Rent.com.au Limited (ASX:RNT) has reported its strongest RentBond® loan activity to date, with May 2026 surpassing April’s record number of loans funded. This surge is translating into accelerated revenue growth and improved EBITDA compared to the same period in 2025 and Q3 FY26. The company is now on track to be EBITDA positive and double its revenue by Q2 FY27.

CEO Jan Ferreira highlighted that the conservative lending strategy continues to perform well, with expected credit losses remaining within target ranges despite the increased loan volumes. Notably, repeat RentBond® customers are emerging, which reduces acquisition costs and enhances profitability.

Recurring Revenue Surpasses Targets as New Partnership Launches

Recurring revenue now accounts for over 75% of Rent.com.au's total revenue, exceeding the FY27 target of 70%. This milestone reflects the growing traction of RentBond® and RentPay products, which form the backbone of the company’s recurring income streams.

The recently activated referral partnership with Homely.com.au, a leading property listings portal, is expected to start contributing to RentBond® volumes from June 2026. Homely CEO Adam Spencer emphasised the partnership’s potential to enhance the rental experience by integrating financing options seamlessly with property search.

Platform Expansion Targets Broader Renter Financial Needs

Beyond RentBond®, Rent.com.au is advancing its platform to support renters throughout their tenancy journey. Key initiatives include expanding bill payment options to cover utilities, internet, insurance, and streaming services, alongside introducing interest payments on wallet balances to help renters build savings.

The company also plans to optimise existing loan products, notably by leveraging the Homely.com.au channel and encouraging repeat RentBond® loans, which carry lower acquisition costs and allow for rate reductions while improving margins.

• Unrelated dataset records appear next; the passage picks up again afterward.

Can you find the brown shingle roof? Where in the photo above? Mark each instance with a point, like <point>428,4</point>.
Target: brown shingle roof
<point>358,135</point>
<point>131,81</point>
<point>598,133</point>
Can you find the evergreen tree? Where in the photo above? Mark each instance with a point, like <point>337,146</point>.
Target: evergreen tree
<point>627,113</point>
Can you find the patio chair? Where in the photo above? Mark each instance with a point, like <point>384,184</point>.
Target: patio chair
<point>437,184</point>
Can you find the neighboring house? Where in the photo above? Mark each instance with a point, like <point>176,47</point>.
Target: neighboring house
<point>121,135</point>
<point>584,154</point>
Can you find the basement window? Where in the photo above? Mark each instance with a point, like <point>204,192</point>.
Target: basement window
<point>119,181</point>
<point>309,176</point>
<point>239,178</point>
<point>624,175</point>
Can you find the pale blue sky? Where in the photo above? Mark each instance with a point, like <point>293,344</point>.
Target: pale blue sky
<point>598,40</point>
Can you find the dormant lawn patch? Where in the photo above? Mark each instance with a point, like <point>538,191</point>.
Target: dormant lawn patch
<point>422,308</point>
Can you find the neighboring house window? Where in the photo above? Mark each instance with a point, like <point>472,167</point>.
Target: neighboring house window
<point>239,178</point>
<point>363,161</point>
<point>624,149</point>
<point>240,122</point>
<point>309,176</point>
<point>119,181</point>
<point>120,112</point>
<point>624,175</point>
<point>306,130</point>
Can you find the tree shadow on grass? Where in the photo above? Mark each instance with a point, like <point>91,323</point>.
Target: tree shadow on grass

Financial Position and Outlook

Rent.com.au remains well capitalised, holding $6 million in cash and $7.5 million in undrawn debt facilities, with a net debt position of approximately $5 million after accounting for investments. The Group expects to deliver a second consecutive quarter of positive operating cashflow, supported by strong customer receipts and a stable cost base.

With record RentBond® activity, repeat customer behaviour, and the new referral channel ramping up, Rent.com.au appears positioned to continue scaling revenue while maintaining disciplined cost management. The company’s focus on increasing recurring revenue and expanding platform offerings aims to capture a significant share of Australia’s estimated $90 billion annual rental market.

Bottom Line?

Rent.com.au’s record RentBond® growth and expanding partnerships position it well for sustained revenue scaling and profitability milestones in 2027.

Questions in the middle?

  • How materially will the Homely.com.au partnership impact RentBond® volumes beyond initial contributions?
  • Can Rent.com.au sustain low credit losses as loan volumes continue to climb?
  • What new savings and bill payment products will most effectively drive renter retention and margin expansion?